Many people have asked me various questions about Personal Health Information (PHI) which is covered by the Health Insurance Portability and Accountability Act (HIPAA, not HIPPA). The process of removing data (de-identification or anonymization) that could violate someone’s privacy is complex. This is particularly true when there is unstructured data (i.e., free text). The U.S. Department of Health and Human Services has detailed guidelines on proper de-identification techniques, which are found here or at Bing’s cached copy here.
I found the guidelines to be very informative. The discussion on zip codes was interesting. Zip codes, particularly in areas that aren’t densely populated, have to be abbreviated to the first three digits. Even when you restrict a zip code to the first three digits, there is a list of 17 specific three digit zip codes that you cannot use at all.
The document says that age must be removed from a patient’s record if the patient’s age is greater than 89. Can you imagine a patient summary beginning with “The patient is a 107 year old man…”? For supercentenarians, age does provide a clue as to who they are. Changing a patient’s age or date of birth helps greatly in de-identification, but care must be taken. You don’t want to make an adult a minor or vice-versa.
Consider this statement in the medical record: “The patient became ill after eating a [insertNameOfReligiousHolidayHere] meal.” One could argue that removing the name of a religious holiday makes for a neutral record. That might be the appropriate thing to do, but there could be clinical value in knowing the religious holiday or the religion of the patient. It could be useful to know if certain things would be eaten or definitely not eaten.

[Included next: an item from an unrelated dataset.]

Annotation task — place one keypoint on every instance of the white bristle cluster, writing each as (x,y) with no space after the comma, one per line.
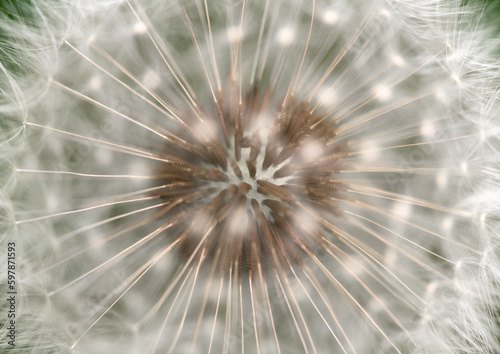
(250,176)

There are published algorithms for processing textual data and de-identifying it. You can download Perl regular expression scripts from PhysioNet for free. The download also includes several dictionaries that the scripts use. Notice there is a dictionary of medical terms and several dictionaries of people’s names. Obviously there is value in knowing if a word is a person’s name or a medical term. DeBakey appears in the SNOMED dictionary as a medical term. There is a DeBakey clamp, a DeBakey pump, and a DeBakey graft. But what if the patient’s name was DeBakey? DeBakey does not appear in the dictionary of common names. Would the scripts recognize DeBakey as a medical term and not remove what actually is the patient’s name?
A known weakness of processing textual data against dictionaries is misspelled words and names. Some names are particularly difficult to spell and will not always be found in the dictionaries because of the inevitable misspellings.